Written Testimony for the Commission on Affordable Housing and
Health Facility Needs for Seniors in the 21st Century

Syracuse, New York
July 30, 2001


The City of Rochester has extensive experience in creating successful partnerships with citizens, other governments, not-for-profits, and the private sector -- from the neighborhood level to the global level.

Through a process called Neighbors Building Neighborhoods (NBN), Rochester residents partner with City government to establish budget priorities for housing, public safety, economic development, human services, land use, capital improvements, and Community Development Block Grants. NBN is a national model for citizen empowerment. Versions exist in cities as diverse as Houston, Des Moines, Miami, Syracuse, and Newark (

At the regional level, Rochester's new comprehensive plan, Rochester 2010, establishes a framework for inter-governmental cooperation and partnerships (

In the area of affordable housing, the City of Rochester has partnered with not-for-profits and private developers to build nearly 400 new units and rehabilitate 1400 existing units since 1994.

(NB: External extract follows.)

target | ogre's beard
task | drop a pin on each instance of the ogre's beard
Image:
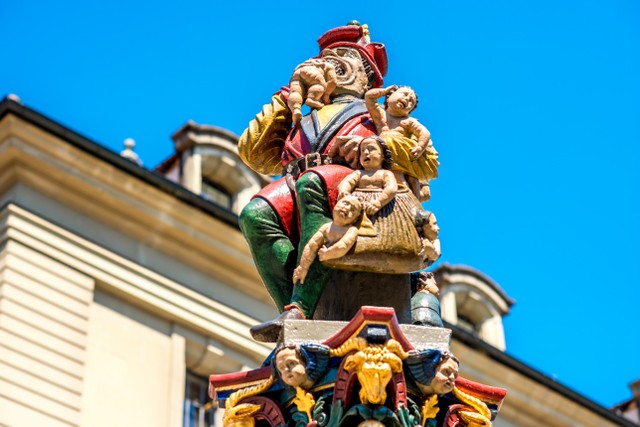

Over the past four years, partnerships between the City and the private sector have resulted in the construction of five new full-service supermarkets and 100,000 square feet of additional new retail space in City neighborhoods, countering a national trend of disinvestment in inner city neighborhoods.

Other ongoing public-private partnerships include a $100 million renovation of the Port of Rochester, the development of nearly 600 market-rate center city residential units, and a very complex $150 million partnership involving investors in four countries to begin a fast ferry service across Lake Ontario between Rochester and Toronto.

Given its extensive involvement with private sector developers, the City of Rochester has created a comprehensive framework for dealing efficiently and cost-effectively with public/private partnerships. There is no "one-size-fits-all" prescription, yet, from our experience, there are general rules of wide application which transcend individual projects and can be tailored to specific circumstances. Rochester's framework offers a generic model for making public/private partnerships work.

This testimony will review very briefly Rochester's general model for creating successful public/private partnerships (pages 2-6), describe a specific Rochester program for increasing private sector participation in affordable housing and special needs housing that is readily transferable to other cities (pages 6-7), and offer recommendations to the Seniors Commission (page 8).

The Rochester Model for Creating Successful Public/Private Partnerships

Within Rochester's City government, an interdepartmental Development Committee meets regularly to review and discuss all proposed and current real estate developments. The Committee is chaired by the Deputy Mayor and includes representatives from the Departments of Economic Development, Community Development, Environmental Services, Parks and Recreation, Finance, and Budget.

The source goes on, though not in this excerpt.